Come levatrice del Ministero della Sanità, vorrei peraltro citare dei casi in cui delle partorienti, soprattutto primipare hanno avuto complicazioni durante il parto (ad esempio prolungamento della seconda fase) causate proprio dall’operazione subita; il perineo non riesce a dilatarsi per lasciare passare la testa del bambino, in questi casi bisogna, ad ogni parto, incidere il setto perineale per evitare gravi lacerazioni tanto al perineo quanto ai muscoli adiacenti che a loro volta coinvolgono anche l’intestino crasso. Spesso questo donne hanno anche una fistola vaginale vascolare difficilmente trattabile senza personale specializzato. Inoltre sono molto alte la mortalità e la possibilità di ferite cerebrali tra i neonati di primo parto. Molti bambini partoriti a casa, senza l’aiuto di levatrici preparate, nascono morti per il prolungarsi del parto. Dai margini delle cicatrici si originano forti emorragie e la cicatrice stessa forma in continuazione ematomi che causano dolori atroci». (8)

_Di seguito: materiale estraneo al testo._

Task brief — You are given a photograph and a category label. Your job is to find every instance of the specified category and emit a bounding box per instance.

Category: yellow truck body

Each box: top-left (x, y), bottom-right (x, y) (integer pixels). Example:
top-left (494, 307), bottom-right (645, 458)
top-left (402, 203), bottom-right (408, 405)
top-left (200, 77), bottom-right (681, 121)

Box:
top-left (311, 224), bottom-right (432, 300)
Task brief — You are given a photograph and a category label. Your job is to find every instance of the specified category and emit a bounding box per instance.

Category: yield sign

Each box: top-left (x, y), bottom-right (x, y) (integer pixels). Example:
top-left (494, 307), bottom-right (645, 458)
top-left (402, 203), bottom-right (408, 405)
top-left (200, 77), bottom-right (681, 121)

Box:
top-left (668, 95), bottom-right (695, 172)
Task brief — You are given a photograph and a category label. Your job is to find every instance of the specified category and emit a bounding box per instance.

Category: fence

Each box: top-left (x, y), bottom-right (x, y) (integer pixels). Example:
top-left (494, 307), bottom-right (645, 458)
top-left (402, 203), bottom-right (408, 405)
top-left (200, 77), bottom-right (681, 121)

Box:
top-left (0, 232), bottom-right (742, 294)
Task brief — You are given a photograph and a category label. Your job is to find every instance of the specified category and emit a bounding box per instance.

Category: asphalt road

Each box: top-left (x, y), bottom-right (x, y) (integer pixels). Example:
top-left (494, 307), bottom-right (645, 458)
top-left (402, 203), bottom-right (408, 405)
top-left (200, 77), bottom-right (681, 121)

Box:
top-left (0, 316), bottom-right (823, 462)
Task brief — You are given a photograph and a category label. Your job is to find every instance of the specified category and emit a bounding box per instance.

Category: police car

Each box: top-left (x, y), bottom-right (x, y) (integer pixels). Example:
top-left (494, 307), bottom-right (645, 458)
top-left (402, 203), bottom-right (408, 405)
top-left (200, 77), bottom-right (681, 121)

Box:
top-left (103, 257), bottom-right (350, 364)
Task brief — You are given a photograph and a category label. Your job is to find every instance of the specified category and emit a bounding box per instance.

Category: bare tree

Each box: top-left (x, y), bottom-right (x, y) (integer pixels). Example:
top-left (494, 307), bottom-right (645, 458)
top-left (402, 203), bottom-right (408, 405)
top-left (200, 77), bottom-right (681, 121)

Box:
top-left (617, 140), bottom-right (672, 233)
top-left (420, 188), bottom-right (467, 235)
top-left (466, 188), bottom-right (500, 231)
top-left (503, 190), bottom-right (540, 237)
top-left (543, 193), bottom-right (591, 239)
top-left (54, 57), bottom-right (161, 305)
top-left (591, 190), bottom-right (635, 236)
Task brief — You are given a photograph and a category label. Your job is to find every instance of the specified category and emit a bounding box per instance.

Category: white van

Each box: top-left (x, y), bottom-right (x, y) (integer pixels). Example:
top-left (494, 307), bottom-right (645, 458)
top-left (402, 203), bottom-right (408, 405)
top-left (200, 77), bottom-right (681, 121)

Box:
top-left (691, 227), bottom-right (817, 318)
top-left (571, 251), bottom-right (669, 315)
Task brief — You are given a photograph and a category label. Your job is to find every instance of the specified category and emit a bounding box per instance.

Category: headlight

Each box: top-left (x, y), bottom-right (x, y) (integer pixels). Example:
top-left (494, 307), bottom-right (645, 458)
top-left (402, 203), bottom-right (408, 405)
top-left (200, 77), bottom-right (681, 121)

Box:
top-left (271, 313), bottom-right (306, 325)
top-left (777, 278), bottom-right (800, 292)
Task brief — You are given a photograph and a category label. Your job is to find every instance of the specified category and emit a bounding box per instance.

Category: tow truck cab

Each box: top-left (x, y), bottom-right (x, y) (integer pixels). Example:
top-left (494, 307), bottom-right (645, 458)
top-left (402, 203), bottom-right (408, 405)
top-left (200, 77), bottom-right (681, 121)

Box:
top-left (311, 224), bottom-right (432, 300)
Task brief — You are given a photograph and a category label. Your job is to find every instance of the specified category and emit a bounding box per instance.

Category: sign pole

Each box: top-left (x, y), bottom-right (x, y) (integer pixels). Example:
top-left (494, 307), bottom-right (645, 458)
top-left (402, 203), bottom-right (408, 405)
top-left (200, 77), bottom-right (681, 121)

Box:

Il ministero della Sanità del Kenia rifiuta tuttavia di ammettere l’esistenza di queste operazioni mutilanti, per tacere completamente sulla sua disponibilità a compilare statistiche sui danni irreversibili provocati a donne e ragazze da queste pratiche. Uno scambio epistolare tra il Ministero della Sanità e la facoltà di medicina di Nairobi mostra inoltre che finora non è stata intrapresa alcuna ricerca medica nel campo di queste operazioni ai
genitali, benché si tratti di un importante problema della salute pubblica, dal momento che un numero sempre crescente di donne si rivolge alle moderne istituzioni sanitarie dopo che gli altri mezzi tradizionali hanno fallito. A tutto questo bisognerebbe aggiungere che il Presidente Kenyatta è un acceso sostenitore di tutti i riti tradizionali e che, in una controversia con gli Inglesi, ha affermato che la mutilazione dei genitali è la componente fondamentale dei riti d’iniziazione dei Kikuyu, cioè del più importante gruppo etnico Keniano che egli rappresenta. Nel suo libro Facing Mount Kenia c’è una romantica descrizione di questa cerimonia, descrizione che egli basa sulla sua dissertazione antropologica con Bronislav Malinovski alla London School of Economics. (9) Il cieco avallo di Kenyatta a tutte le tradizioni sulla falsa riga di quanto sostenuto dagli antropologi occidentali (tutti uomini), che approvano i medesimi scopi unilaterali, ha gli effetti più disastrosi sulla salute delle donne.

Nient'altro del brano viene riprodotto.